Ça, c'est une différence de rite. Et puis, bien entendu, sur cet édifice des trois premiers grades, parce que c'est ça qui commande tout le reste, sur cet édifice des trois premiers grades, conféré d'une certaine manière, va se construire une échelle de grades qui constitue le rite à proprement parler. Alors, je referme cette parenthèse inaugurale, et elle nous permet de revenir au rite émulation. Dans ce schéma-là, ce que l'on appelle en France le rite émulation ne trouve absolument pas sa place, parce qu'en Angleterre, les différences que nous faisons et que l'histoire nous a imposées, qui sont justifiées, entre, par exemple, le rite écossais, ancien et accepté, où la loge a une certaine organisation, où les grades sont conférés selon un certain type de rituel, et qui donne accès à un certain type de haut grade, ou bien le rite français, où c'est autre chose dans les grades bleus et autre chose dans les hauts grades.

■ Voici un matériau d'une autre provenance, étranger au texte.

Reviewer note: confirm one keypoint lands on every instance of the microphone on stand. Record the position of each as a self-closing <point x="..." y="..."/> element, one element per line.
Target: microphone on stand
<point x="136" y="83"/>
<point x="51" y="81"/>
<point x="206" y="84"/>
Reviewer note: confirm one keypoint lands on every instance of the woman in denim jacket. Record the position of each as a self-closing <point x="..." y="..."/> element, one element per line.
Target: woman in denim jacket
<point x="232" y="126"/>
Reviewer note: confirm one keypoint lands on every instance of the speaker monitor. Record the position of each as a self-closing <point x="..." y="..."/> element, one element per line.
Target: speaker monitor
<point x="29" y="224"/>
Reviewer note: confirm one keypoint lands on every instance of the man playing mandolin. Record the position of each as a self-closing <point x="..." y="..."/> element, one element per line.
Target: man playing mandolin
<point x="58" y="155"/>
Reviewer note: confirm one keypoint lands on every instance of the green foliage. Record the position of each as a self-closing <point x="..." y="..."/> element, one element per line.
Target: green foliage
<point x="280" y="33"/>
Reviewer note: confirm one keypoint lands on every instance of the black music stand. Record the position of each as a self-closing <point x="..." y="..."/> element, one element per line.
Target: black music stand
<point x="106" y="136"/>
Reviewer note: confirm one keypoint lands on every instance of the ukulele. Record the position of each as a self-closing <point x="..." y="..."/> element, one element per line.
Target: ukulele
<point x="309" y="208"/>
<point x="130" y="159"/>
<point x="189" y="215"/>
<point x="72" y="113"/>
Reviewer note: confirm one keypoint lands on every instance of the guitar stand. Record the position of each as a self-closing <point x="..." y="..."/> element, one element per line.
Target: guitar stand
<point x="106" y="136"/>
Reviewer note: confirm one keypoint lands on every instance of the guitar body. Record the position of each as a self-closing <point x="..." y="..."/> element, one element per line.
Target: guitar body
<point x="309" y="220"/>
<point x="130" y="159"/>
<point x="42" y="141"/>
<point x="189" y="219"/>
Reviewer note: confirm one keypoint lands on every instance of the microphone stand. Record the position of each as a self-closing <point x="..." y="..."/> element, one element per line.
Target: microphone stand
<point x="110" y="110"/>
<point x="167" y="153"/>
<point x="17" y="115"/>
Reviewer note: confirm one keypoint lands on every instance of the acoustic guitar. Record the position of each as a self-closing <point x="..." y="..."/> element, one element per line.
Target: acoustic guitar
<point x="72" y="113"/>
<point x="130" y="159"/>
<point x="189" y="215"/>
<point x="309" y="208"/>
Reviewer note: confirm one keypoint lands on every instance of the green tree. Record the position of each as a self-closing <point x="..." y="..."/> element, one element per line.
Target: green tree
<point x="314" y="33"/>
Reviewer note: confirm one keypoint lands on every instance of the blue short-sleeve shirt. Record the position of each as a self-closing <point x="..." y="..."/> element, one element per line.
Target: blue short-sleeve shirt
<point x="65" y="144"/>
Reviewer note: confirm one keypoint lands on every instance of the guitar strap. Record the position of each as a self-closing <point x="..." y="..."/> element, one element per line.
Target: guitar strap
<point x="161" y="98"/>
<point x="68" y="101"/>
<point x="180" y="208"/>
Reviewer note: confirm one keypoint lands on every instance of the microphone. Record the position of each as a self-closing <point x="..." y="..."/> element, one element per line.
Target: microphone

Eh bien, cela n'existe pas en Angleterre, où toutes les loges sont réputées, observées pour les trois premiers grades, exactement le même rituel. Et qu'à partir de ce rituel commun, de cette base commune, on peut aller naturellement dans des systèmes de haut grade ou de side degrees, comme disent les anglo-saxons, mais ces systèmes de haut grade ou de side degrees n'ont, en fait, que très peu de rapport avec les grades bleus.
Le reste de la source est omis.